Campenaerts, Asgreen et Zimmermann ont sauvé les autres équipes belges
Si l’équipe Alpecin-Deceuninck a connu de grandes joies grâce à Jasper Philipsen, les autres équipes belges ont connu un bilan bien plus mitigé. La formation Soudal Quick Step a bien failli briser sa série de près de quinze années victorieuses sur le Tour de France, alors que le sprinter de l’équipe Fabio Jakobsen devait renoncer au matin de la douzième étape après une semaine de galère suite à une lourde chute en début de Tour. Finalement, après de multiples offensives, le Danois Kasper Asgreen s’est retrouvé et a permis au Wolfpack de retrouver sa rage. Avec même un potentiel doublé le lendemain, finalement évité par Matej Mohoric (Bahrain Victorious).
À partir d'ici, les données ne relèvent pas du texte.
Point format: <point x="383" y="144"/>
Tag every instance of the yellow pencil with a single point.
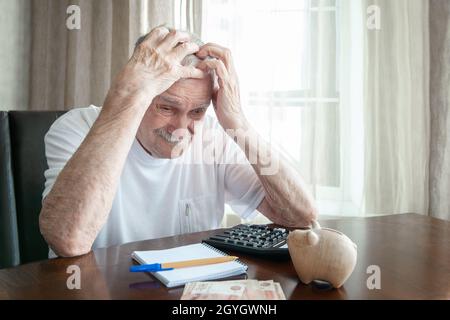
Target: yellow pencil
<point x="197" y="262"/>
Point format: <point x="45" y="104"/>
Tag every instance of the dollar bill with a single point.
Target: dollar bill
<point x="233" y="290"/>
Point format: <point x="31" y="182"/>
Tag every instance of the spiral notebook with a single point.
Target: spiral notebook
<point x="181" y="276"/>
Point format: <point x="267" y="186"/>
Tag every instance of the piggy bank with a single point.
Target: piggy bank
<point x="322" y="254"/>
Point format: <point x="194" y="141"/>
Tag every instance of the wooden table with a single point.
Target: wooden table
<point x="412" y="251"/>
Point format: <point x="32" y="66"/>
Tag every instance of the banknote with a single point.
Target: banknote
<point x="233" y="290"/>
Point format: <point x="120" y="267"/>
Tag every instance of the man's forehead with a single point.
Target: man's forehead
<point x="178" y="101"/>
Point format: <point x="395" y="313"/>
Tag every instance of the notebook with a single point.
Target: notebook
<point x="181" y="276"/>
Lotto-Dstny a également connu une Grande Boucle des plus rudes. Son sprinter Caleb Ewan a abandonné lors de la treizième étape après deux semaines à traîner sa misère malgré un début de Tour encourageant. Ce départ a entraîné une vive polémique : le manager de l’équipe Stéphane Heulot a affirmé que l’Australien, sans succès sur le Tour depuis 2021, n’avait “aucun respect pour ses équipiers” et qu’il était “très, très déçu de lui”. Malgré ce coup dur, la formation belge a alors mené une tactique bien plus offensive, grâce notamment à son roule-toujours Victor Campenaerts, élu super-combatif de ce 110e Tour de France. La victoire n’était pas au bout, mais la Lotto-Dstny peut se satisfaire de la deuxième place de Maxim Van Gils, pour son premier Tour, au sommet du Grand Colombier, et de celle de Pascal Eenkhoorn, à Bourg-en-Bresse.
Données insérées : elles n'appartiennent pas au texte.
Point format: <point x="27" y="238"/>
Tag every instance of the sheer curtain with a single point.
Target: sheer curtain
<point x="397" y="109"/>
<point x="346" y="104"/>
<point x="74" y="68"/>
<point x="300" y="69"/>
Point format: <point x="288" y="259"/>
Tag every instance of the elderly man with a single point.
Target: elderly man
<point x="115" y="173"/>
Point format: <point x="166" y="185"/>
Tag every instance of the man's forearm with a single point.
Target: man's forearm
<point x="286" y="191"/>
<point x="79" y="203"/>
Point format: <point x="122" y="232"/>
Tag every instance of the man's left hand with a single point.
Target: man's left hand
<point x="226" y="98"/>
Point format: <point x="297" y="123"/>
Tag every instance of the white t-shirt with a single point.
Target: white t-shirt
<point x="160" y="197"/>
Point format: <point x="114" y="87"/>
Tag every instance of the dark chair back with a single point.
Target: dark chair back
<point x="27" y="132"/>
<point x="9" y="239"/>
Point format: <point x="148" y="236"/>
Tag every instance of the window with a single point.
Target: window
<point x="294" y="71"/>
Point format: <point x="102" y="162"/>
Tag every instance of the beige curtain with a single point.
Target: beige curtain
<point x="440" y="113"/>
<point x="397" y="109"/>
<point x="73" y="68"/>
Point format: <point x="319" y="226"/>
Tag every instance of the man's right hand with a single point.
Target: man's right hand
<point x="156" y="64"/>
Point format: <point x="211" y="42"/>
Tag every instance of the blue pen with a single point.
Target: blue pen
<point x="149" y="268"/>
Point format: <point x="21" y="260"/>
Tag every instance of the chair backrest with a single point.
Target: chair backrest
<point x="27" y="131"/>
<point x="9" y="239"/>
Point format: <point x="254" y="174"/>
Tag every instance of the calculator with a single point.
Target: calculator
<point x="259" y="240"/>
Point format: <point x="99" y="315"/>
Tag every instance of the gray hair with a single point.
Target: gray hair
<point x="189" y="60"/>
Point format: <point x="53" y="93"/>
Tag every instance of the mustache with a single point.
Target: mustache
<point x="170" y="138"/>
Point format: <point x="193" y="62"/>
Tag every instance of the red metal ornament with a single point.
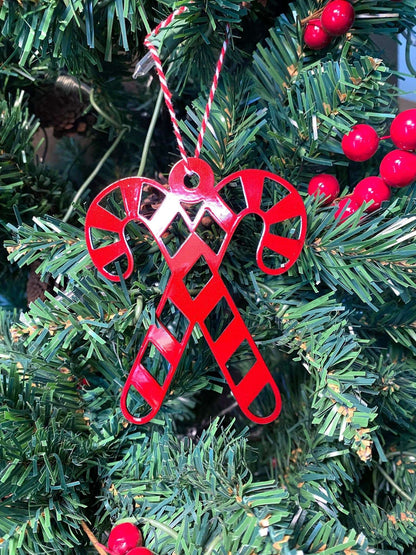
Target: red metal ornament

Chez Intermarché-Circus-Wanty, l’objectif d’une première victoire d’étape dans l’histoire de la formation n’a pu être abouti, malgré les offensives de Lilian Calmejane, Rui Costa ou surtout Georg Zimmermann. L’équipe semblait pourtant parti vers un grand Tour de France grâce à son leader sud-africain Louis Meintjes. Treizième du général après le Grand Colombier, mais toujours parmi les meilleurs grimpeurs sur les sommets, le coureur de 31 ans a finalement dû abandonner sur chute le lendemain. Biniam Girmay, pour son premier Tour, a tenté sa chance sur les sprints, mais a dû se contenter d’une troisième et d’une sixième places. Une leçon pour l’Érythréen de 23 ans qui a découvert la difficulté d’un Tour de France.
Notons enfin les autres prestations belges marquantes de ce Tour. Wout van Aert (Jumbo-Visma), toujours au charbon pour Jonas Vingegaard, a tenté tant et plus sur cette épreuve intense. Il a finalement échoué à la deuxième place à Saint-Sébastien et à Saint-Gervais, et à la troisième à Limoges et Combloux. Il a finalement quitté le Tour, pour la première fois sans victoire d’étape, pour assister à la naissance de son deuxième fils, Jérôme. La Belgique a connu un autre vainqueur en cette fin de Tour : Jordi Meeus (Bora-Hansgrohe). Le sprinter de 25 ans, préféré à Sam Bennett par sa formation, a finalement obtenu son premier podium… et sa première victoire, à la photo-finish, sur les Champs-Élysées. Son visage incrédule sur la ligne était confirmé par l’écart infime avec Philipsen.